Not to be forgotten: MAME supports the 68k macintoshes to some extent
https://wiki.mamedev.org/index.php/Driver:Mac_68K
Note that while this was true about software, there is also hardware (FPGA HDL), such as the MacPlus-miSTer core[0].
0. https://github.com/MiSTer-devel/MacPlus_MiSTer
there's definitely room to improve user friendliness of mac emulation (minivmac's compile time config is so infuriating), but I think it's a bit unfair to compare to most of those emulators
vmware and virtualbox were backed by billion dollar corps
the 16 bit machines are much simpler than macs
game consoles had highly homogenous well documented hardware, and sold in much greater numbers (snes alone sold more than all macs from 1987 to 1995) so there's a larger community to draw devs and users from. writing a nes emulator is almost a weekend project now, it's so documented.

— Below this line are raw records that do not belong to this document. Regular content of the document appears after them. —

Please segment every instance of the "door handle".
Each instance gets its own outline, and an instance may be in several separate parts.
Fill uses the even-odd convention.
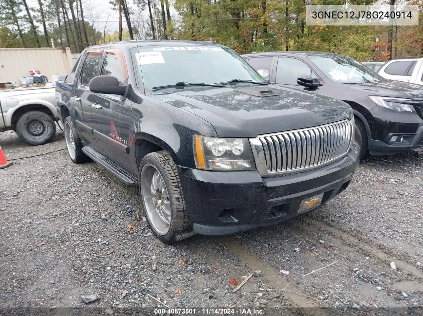
[[[103,106],[100,105],[100,103],[92,103],[91,104],[91,106],[94,107],[95,109],[102,109]]]

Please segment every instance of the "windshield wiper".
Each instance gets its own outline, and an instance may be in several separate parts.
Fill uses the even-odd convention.
[[[167,88],[175,88],[176,87],[185,87],[185,86],[197,86],[200,87],[216,87],[217,88],[224,87],[224,85],[222,84],[215,84],[213,83],[195,83],[192,82],[187,82],[186,81],[179,81],[176,82],[175,84],[169,84],[168,85],[161,85],[158,87],[153,87],[153,91],[157,91],[161,89],[166,89]]]
[[[242,80],[242,79],[233,79],[230,81],[216,82],[216,83],[218,84],[230,84],[231,83],[237,83],[238,82],[246,82],[247,83],[254,83],[254,84],[260,84],[261,85],[268,85],[269,84],[266,82],[259,82],[258,81],[253,81],[251,80]]]

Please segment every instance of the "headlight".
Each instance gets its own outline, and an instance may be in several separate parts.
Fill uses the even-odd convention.
[[[415,112],[412,105],[402,103],[412,102],[413,100],[410,99],[390,98],[376,95],[370,95],[368,98],[378,105],[387,107],[397,112]]]
[[[194,157],[198,169],[253,170],[255,164],[247,138],[218,138],[194,136]]]

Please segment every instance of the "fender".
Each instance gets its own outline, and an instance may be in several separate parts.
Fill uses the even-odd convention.
[[[54,115],[55,117],[58,118],[57,111],[56,107],[51,103],[48,101],[45,100],[42,100],[41,99],[31,99],[30,100],[25,100],[22,101],[18,103],[18,105],[12,108],[8,108],[9,110],[6,112],[6,126],[10,126],[12,125],[12,118],[13,114],[19,109],[25,105],[43,105],[47,107],[52,113]]]

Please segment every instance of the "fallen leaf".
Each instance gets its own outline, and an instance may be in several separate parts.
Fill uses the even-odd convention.
[[[229,279],[229,282],[228,282],[229,285],[231,287],[237,287],[238,285],[239,284],[239,281],[238,281],[238,279],[233,278],[232,279]]]
[[[121,299],[123,299],[126,296],[127,294],[128,294],[128,291],[126,290],[124,290],[122,291],[122,294],[121,294]]]

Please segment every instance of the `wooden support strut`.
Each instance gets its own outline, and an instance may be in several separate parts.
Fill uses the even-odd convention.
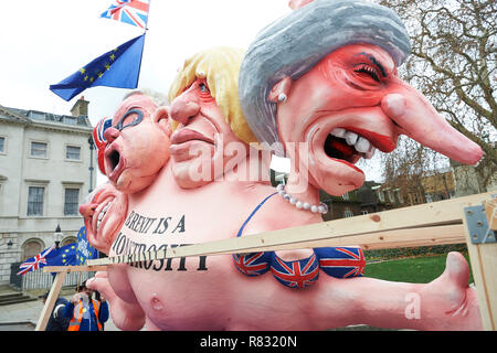
[[[360,245],[364,249],[416,247],[441,244],[468,245],[472,268],[477,286],[478,301],[486,330],[496,330],[497,320],[497,244],[474,245],[463,215],[463,207],[480,205],[491,229],[495,221],[496,199],[490,193],[421,204],[300,227],[266,232],[241,238],[167,248],[145,254],[121,255],[88,260],[87,266],[44,267],[59,272],[43,309],[36,329],[46,325],[65,274],[71,271],[106,270],[107,265],[167,259],[187,256],[242,254],[277,249],[297,249],[325,246]],[[62,280],[61,280],[62,278]]]
[[[87,264],[101,266],[175,257],[325,246],[360,245],[364,249],[372,249],[464,243],[461,210],[463,206],[482,204],[488,195],[488,193],[470,195],[166,250],[93,259]]]
[[[469,207],[464,210],[469,213]],[[497,231],[497,197],[491,197],[484,201],[483,216],[487,218],[485,227],[486,232]],[[480,215],[482,216],[482,215]],[[477,243],[474,242],[474,235],[468,225],[468,215],[463,216],[463,222],[466,232],[466,244],[472,263],[473,278],[476,285],[476,293],[478,296],[479,312],[482,321],[486,331],[497,330],[497,243]],[[483,222],[482,222],[483,223]]]

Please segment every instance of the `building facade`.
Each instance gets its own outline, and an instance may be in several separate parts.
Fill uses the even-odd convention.
[[[78,205],[96,183],[96,153],[88,101],[72,116],[0,106],[0,285],[11,264],[54,243],[75,240],[83,226]]]

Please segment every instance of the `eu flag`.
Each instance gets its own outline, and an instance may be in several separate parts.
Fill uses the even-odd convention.
[[[81,227],[80,232],[77,232],[77,249],[76,249],[76,264],[75,265],[84,265],[86,259],[93,259],[98,257],[98,252],[92,245],[89,245],[86,239],[86,228],[85,226]]]
[[[18,275],[25,275],[33,270],[43,268],[45,266],[70,266],[76,265],[76,243],[67,244],[61,248],[55,248],[54,245],[44,249],[40,254],[30,257],[19,266]]]
[[[145,33],[101,55],[59,84],[51,85],[50,89],[61,98],[71,100],[88,87],[136,88],[144,43]]]

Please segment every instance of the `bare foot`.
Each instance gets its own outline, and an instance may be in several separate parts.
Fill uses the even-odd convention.
[[[420,330],[483,330],[469,266],[463,255],[447,254],[444,272],[421,292]]]

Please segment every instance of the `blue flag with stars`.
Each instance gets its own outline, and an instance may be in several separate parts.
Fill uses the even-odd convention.
[[[68,101],[88,87],[136,88],[144,43],[145,33],[101,55],[50,89]]]
[[[86,238],[86,228],[82,226],[77,232],[76,265],[84,265],[86,259],[98,258],[98,252]]]

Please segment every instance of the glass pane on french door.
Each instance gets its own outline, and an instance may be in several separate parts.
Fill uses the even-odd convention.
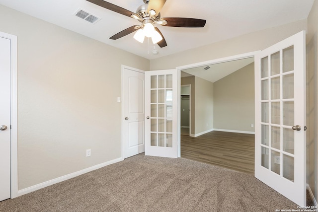
[[[145,73],[146,155],[178,157],[176,70]]]
[[[151,76],[151,146],[172,147],[172,75]]]
[[[261,164],[294,180],[294,46],[261,61]]]

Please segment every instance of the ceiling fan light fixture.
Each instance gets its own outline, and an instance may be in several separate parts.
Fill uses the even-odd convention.
[[[140,18],[140,17],[139,17],[139,16],[138,15],[137,15],[137,14],[135,13],[133,13],[130,17],[131,17],[133,18],[135,18],[135,19],[137,19],[138,20],[141,20],[142,19]]]
[[[134,38],[140,43],[143,43],[144,40],[145,40],[145,32],[144,30],[143,30],[143,29],[139,29],[136,33],[135,33]]]
[[[150,17],[153,17],[155,15],[156,15],[156,11],[153,9],[151,9],[150,10],[149,10],[149,16]]]
[[[155,27],[151,23],[147,23],[145,25],[145,26],[144,26],[144,32],[146,37],[148,38],[151,37],[155,31]]]
[[[162,40],[162,37],[161,37],[160,33],[155,30],[154,31],[154,33],[153,33],[153,36],[151,37],[151,39],[153,41],[153,43],[154,43],[154,44],[155,44]]]

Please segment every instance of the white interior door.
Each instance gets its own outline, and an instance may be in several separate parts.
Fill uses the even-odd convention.
[[[124,158],[145,151],[145,73],[124,69]]]
[[[10,45],[0,37],[0,201],[10,197]]]
[[[176,70],[146,71],[146,155],[178,157]]]
[[[300,32],[255,57],[255,176],[306,206],[306,46]]]

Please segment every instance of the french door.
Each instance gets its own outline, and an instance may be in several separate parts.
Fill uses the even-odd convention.
[[[145,154],[177,158],[176,70],[145,72]]]
[[[306,46],[300,32],[255,56],[255,177],[300,206],[306,197]]]

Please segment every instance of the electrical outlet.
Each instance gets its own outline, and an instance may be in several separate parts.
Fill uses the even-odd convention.
[[[274,156],[274,163],[280,164],[280,157],[279,156],[275,155]]]
[[[86,150],[86,156],[89,157],[90,156],[90,149]]]

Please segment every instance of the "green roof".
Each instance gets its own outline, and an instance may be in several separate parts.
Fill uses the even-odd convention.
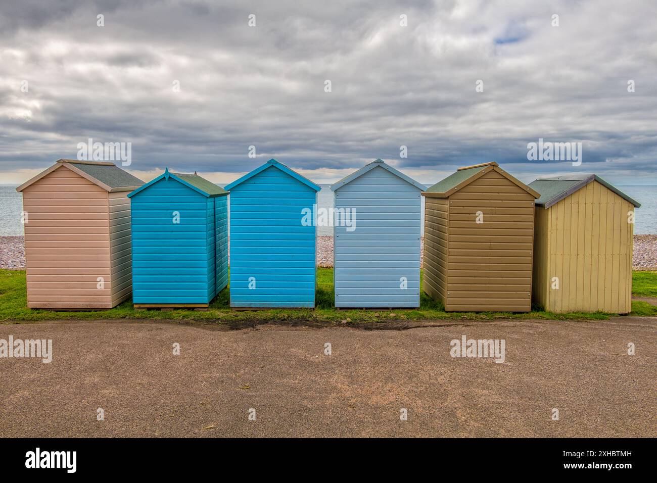
[[[228,195],[228,191],[221,188],[212,181],[201,177],[196,173],[186,174],[183,173],[170,173],[170,174],[183,179],[192,186],[195,186],[209,196],[221,196]]]
[[[151,185],[154,185],[163,178],[165,180],[167,180],[169,178],[173,178],[175,181],[178,181],[178,183],[187,186],[188,187],[193,189],[194,191],[198,191],[201,195],[208,196],[208,198],[212,198],[213,196],[223,196],[229,194],[228,191],[226,190],[223,188],[219,188],[212,181],[209,181],[205,178],[201,177],[196,173],[194,174],[171,173],[169,171],[168,168],[165,168],[164,173],[157,177],[151,179],[145,185],[137,188],[132,193],[128,193],[127,197],[132,198],[138,193],[143,191]]]
[[[134,187],[144,184],[139,178],[133,176],[114,164],[92,164],[89,161],[76,160],[60,160],[57,162],[65,162],[74,166],[110,188]]]
[[[449,175],[442,181],[438,181],[430,188],[428,188],[425,193],[446,193],[486,168],[486,166],[473,166],[466,170],[459,170],[453,174]]]
[[[530,183],[529,186],[541,194],[541,197],[536,200],[536,204],[549,208],[593,181],[598,181],[637,208],[641,206],[637,201],[595,174],[576,174],[539,178]]]

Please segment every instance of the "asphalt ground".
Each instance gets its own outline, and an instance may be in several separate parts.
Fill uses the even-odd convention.
[[[0,436],[654,438],[656,329],[631,317],[5,324],[0,339],[51,339],[53,358],[0,358]],[[503,339],[505,361],[451,357],[463,335]]]

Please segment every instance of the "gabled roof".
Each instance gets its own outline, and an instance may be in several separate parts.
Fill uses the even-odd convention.
[[[225,196],[228,195],[228,191],[220,188],[212,181],[209,181],[205,178],[201,177],[196,173],[194,174],[186,174],[183,173],[171,173],[168,168],[164,168],[164,172],[158,176],[154,179],[151,179],[141,188],[138,188],[131,193],[128,193],[127,197],[132,198],[143,189],[146,189],[151,185],[159,181],[162,178],[175,179],[181,183],[188,188],[191,188],[194,191],[198,191],[201,195],[208,198],[214,196]]]
[[[245,174],[244,176],[242,176],[242,177],[239,178],[238,179],[236,179],[235,181],[233,181],[233,183],[231,183],[231,184],[227,185],[226,186],[226,189],[227,189],[227,190],[233,189],[233,188],[235,188],[238,185],[240,185],[240,184],[244,183],[247,179],[249,179],[250,178],[253,177],[254,176],[255,176],[258,173],[260,173],[260,172],[264,171],[265,170],[266,170],[268,168],[275,168],[277,169],[281,170],[281,171],[283,172],[286,174],[288,174],[288,175],[292,176],[293,178],[294,178],[297,181],[301,181],[302,183],[303,183],[306,186],[310,187],[311,188],[312,188],[313,189],[314,189],[315,191],[319,191],[319,190],[321,189],[321,187],[317,186],[314,183],[313,183],[311,181],[310,181],[309,179],[308,179],[307,177],[302,176],[300,174],[299,174],[298,173],[297,173],[295,171],[292,171],[292,170],[290,170],[289,168],[288,168],[287,166],[286,166],[283,163],[279,163],[275,159],[270,159],[266,163],[265,163],[262,166],[258,166],[255,170],[254,170],[253,171],[252,171],[250,173],[248,173],[248,174]]]
[[[397,171],[390,165],[386,164],[386,163],[384,163],[382,160],[377,159],[374,161],[373,161],[371,163],[365,164],[364,166],[363,166],[363,168],[358,170],[358,171],[355,171],[348,176],[345,176],[344,178],[340,179],[337,183],[331,185],[330,186],[331,191],[335,191],[336,189],[340,189],[347,183],[351,183],[356,178],[359,177],[359,176],[362,176],[365,173],[368,173],[377,167],[382,168],[384,170],[386,170],[390,172],[391,173],[392,173],[392,174],[395,175],[397,177],[401,178],[409,184],[413,185],[420,191],[424,191],[424,189],[426,188],[426,187],[424,186],[424,185],[420,185],[419,183],[416,181],[413,178],[411,178],[407,176],[403,173]]]
[[[530,183],[530,187],[541,194],[541,197],[536,200],[536,204],[548,208],[594,181],[609,189],[637,208],[641,206],[637,201],[632,199],[615,186],[610,185],[595,174],[576,174],[541,177]]]
[[[16,188],[16,191],[22,191],[33,183],[39,181],[44,176],[62,166],[68,168],[74,173],[110,193],[131,191],[144,184],[144,182],[139,178],[133,176],[112,162],[60,159],[47,170],[41,172],[32,179],[24,183]]]
[[[481,164],[475,164],[472,166],[464,166],[459,168],[453,174],[451,174],[441,181],[438,181],[431,187],[422,192],[422,195],[434,198],[447,198],[451,196],[461,188],[467,186],[470,183],[477,179],[486,173],[495,171],[509,179],[520,188],[522,188],[534,198],[538,198],[541,195],[528,187],[525,183],[518,181],[511,175],[503,170],[495,161]]]

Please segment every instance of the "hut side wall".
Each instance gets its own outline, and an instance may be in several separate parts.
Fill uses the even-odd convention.
[[[355,210],[355,229],[334,227],[335,306],[419,307],[420,190],[376,167],[334,194]]]
[[[61,166],[22,193],[28,307],[111,308],[107,192]]]
[[[132,293],[132,230],[129,191],[108,193],[112,304],[116,306]]]
[[[447,273],[447,225],[449,202],[426,197],[424,205],[424,264],[422,289],[445,304]]]
[[[634,225],[627,214],[634,206],[593,181],[545,211],[549,254],[541,257],[541,270],[559,279],[546,309],[629,313]]]
[[[541,307],[547,306],[551,277],[548,258],[550,253],[549,211],[543,206],[534,208],[533,272],[532,276],[532,299]]]
[[[208,200],[208,211],[214,223],[208,223],[208,292],[212,300],[228,285],[228,196]]]
[[[449,200],[445,310],[531,310],[534,198],[493,170]]]
[[[207,304],[207,198],[162,178],[131,198],[133,302]],[[180,223],[173,223],[173,212]]]
[[[301,221],[315,190],[272,166],[230,197],[231,306],[314,307],[315,227]]]

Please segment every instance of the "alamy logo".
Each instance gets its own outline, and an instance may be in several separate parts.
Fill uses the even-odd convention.
[[[86,143],[78,143],[78,161],[120,161],[121,166],[132,164],[132,143],[94,143],[91,137]]]
[[[301,210],[301,225],[304,227],[346,227],[347,231],[356,229],[355,208],[304,208]]]
[[[35,451],[25,453],[26,468],[65,468],[66,472],[74,473],[78,466],[78,451]]]
[[[504,362],[504,339],[468,339],[464,335],[461,340],[453,339],[449,343],[449,355],[453,357],[495,357],[495,361]]]
[[[543,142],[527,143],[527,159],[530,161],[572,161],[574,166],[581,164],[581,143]]]
[[[10,335],[9,340],[0,339],[0,358],[35,357],[41,362],[48,363],[53,361],[53,340],[48,339],[14,339]]]

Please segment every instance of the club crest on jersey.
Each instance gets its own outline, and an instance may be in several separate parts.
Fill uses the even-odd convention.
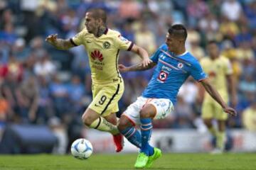
[[[178,68],[181,69],[183,67],[183,64],[182,62],[179,62],[178,64]]]
[[[161,70],[157,79],[160,82],[164,83],[164,81],[167,79],[168,74],[169,74],[167,72]]]
[[[102,62],[103,60],[103,55],[100,52],[97,50],[94,50],[90,53],[90,56],[92,59],[96,60],[97,59],[100,62]]]
[[[119,38],[120,38],[120,40],[122,41],[124,41],[126,44],[129,43],[129,40],[127,39],[126,39],[125,38],[124,38],[123,36],[121,36],[120,35],[119,35]]]
[[[110,48],[110,43],[108,42],[107,41],[105,41],[103,42],[103,45],[102,45],[103,47],[104,48]]]

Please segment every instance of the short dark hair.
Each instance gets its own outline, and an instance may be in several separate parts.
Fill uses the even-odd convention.
[[[102,19],[104,23],[107,23],[107,13],[102,8],[90,8],[87,12],[92,13],[95,19]]]
[[[168,33],[170,35],[174,35],[175,36],[182,38],[184,41],[188,36],[187,30],[185,26],[182,24],[175,24],[171,26],[171,27],[168,30]]]

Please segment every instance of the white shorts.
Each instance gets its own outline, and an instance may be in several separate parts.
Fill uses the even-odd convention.
[[[140,96],[129,106],[123,115],[127,117],[134,125],[139,125],[141,124],[139,111],[146,104],[151,104],[156,108],[156,114],[154,119],[164,118],[174,110],[172,102],[168,98],[150,98]]]

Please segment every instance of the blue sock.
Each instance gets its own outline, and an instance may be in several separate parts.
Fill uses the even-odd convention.
[[[142,135],[134,127],[128,127],[120,132],[134,146],[142,147]]]
[[[152,120],[151,118],[141,118],[141,132],[142,132],[142,148],[141,152],[146,155],[152,155],[154,154],[154,148],[149,145],[152,131]]]

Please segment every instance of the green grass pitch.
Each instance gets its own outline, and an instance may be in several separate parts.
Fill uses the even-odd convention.
[[[134,169],[135,154],[94,154],[87,160],[71,155],[0,155],[1,170],[115,170]],[[149,169],[256,169],[256,153],[164,154]]]

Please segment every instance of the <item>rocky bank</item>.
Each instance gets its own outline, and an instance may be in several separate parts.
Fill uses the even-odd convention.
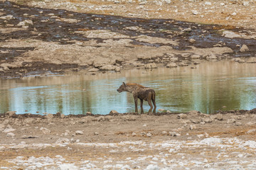
[[[4,169],[254,169],[256,115],[0,115]]]

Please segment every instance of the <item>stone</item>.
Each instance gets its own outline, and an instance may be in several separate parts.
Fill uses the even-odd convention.
[[[256,57],[249,57],[246,63],[256,63]]]
[[[6,134],[6,137],[15,137],[15,134],[13,132],[9,132]]]
[[[199,59],[200,57],[201,57],[201,56],[198,55],[193,55],[191,56],[191,59]]]
[[[11,116],[13,115],[15,115],[16,114],[15,113],[16,113],[16,111],[8,111],[5,114],[8,115],[9,116]]]
[[[234,118],[228,119],[227,123],[235,123],[235,119]]]
[[[255,133],[255,132],[256,132],[256,129],[252,129],[248,130],[246,133],[250,134],[250,133]]]
[[[206,57],[206,60],[216,60],[218,59],[217,56],[215,55],[208,55]]]
[[[177,115],[178,118],[179,119],[186,119],[187,118],[186,114],[181,113]]]
[[[220,113],[218,113],[216,115],[216,119],[218,120],[223,120],[223,115]]]
[[[196,125],[191,125],[189,126],[189,129],[190,130],[196,130]]]
[[[15,130],[16,130],[16,129],[14,129],[11,127],[8,127],[7,126],[6,128],[3,131],[3,132],[9,133],[9,132],[14,132]]]
[[[241,35],[230,30],[225,30],[223,33],[223,35],[225,38],[241,38]]]
[[[83,132],[82,130],[76,130],[75,135],[83,135]]]
[[[211,123],[213,121],[213,120],[211,120],[211,118],[203,118],[203,121],[205,123]]]
[[[97,68],[92,68],[92,69],[89,69],[88,71],[91,72],[99,72],[100,69]]]
[[[196,40],[195,40],[195,39],[193,39],[193,38],[189,39],[188,41],[189,41],[190,42],[191,42],[191,43],[196,42]]]
[[[117,114],[118,113],[118,112],[115,110],[112,110],[110,112],[110,115],[114,115],[114,114]]]
[[[156,69],[157,66],[156,64],[153,62],[153,63],[149,63],[146,64],[144,67],[145,69]]]
[[[48,114],[47,114],[47,115],[46,115],[46,118],[47,119],[53,118],[53,115],[51,114],[51,113],[48,113]]]
[[[242,45],[242,47],[239,50],[240,52],[247,52],[249,51],[249,48],[246,45]]]
[[[93,114],[91,112],[87,112],[86,115],[92,115]]]
[[[167,64],[166,67],[169,68],[169,67],[177,67],[177,64],[176,64],[175,62],[170,62],[169,64]]]
[[[55,143],[56,144],[63,144],[63,143],[69,143],[70,141],[68,138],[60,138],[58,139]]]
[[[41,128],[40,130],[41,130],[43,134],[50,134],[50,130],[46,128]]]

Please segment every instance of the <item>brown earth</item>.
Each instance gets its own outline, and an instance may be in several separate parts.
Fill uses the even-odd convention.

It should be pointed out that VMware started as a tiny, scrappy company mostly focused on selling workstation seats for you to run Windows on your Linux computer (which I did back circa 1999, so I could use Linux on my desktop), and VirtualBox started out from InnoTek, a tiny company which was essentially making software to emulate Windows on OS/2, and then later did a contract with Connectix to run OS/2 on Windows (or other hosts) using Virtual PC.
Connectix got bought by Windows, and InnoTek got bought by Sun, which is now Oracle. Connectix themselves started as a scrappy outfit making it possible to run DOS/Win95 on a Mac.
The core emulation was pretty much done and stable and optimised before the billion-dollar corps bought them out.
vmware apparently had 20 employees in year one, I don't think a single person has ever worked full time on a mac emulator (other than Apple's internal ones, of course)
even a "tiny, scrappy company" has massive manpower compared to 99.999% of open source projects
You forgot miniVMAC, 68k. Qemu does MacPPC fine.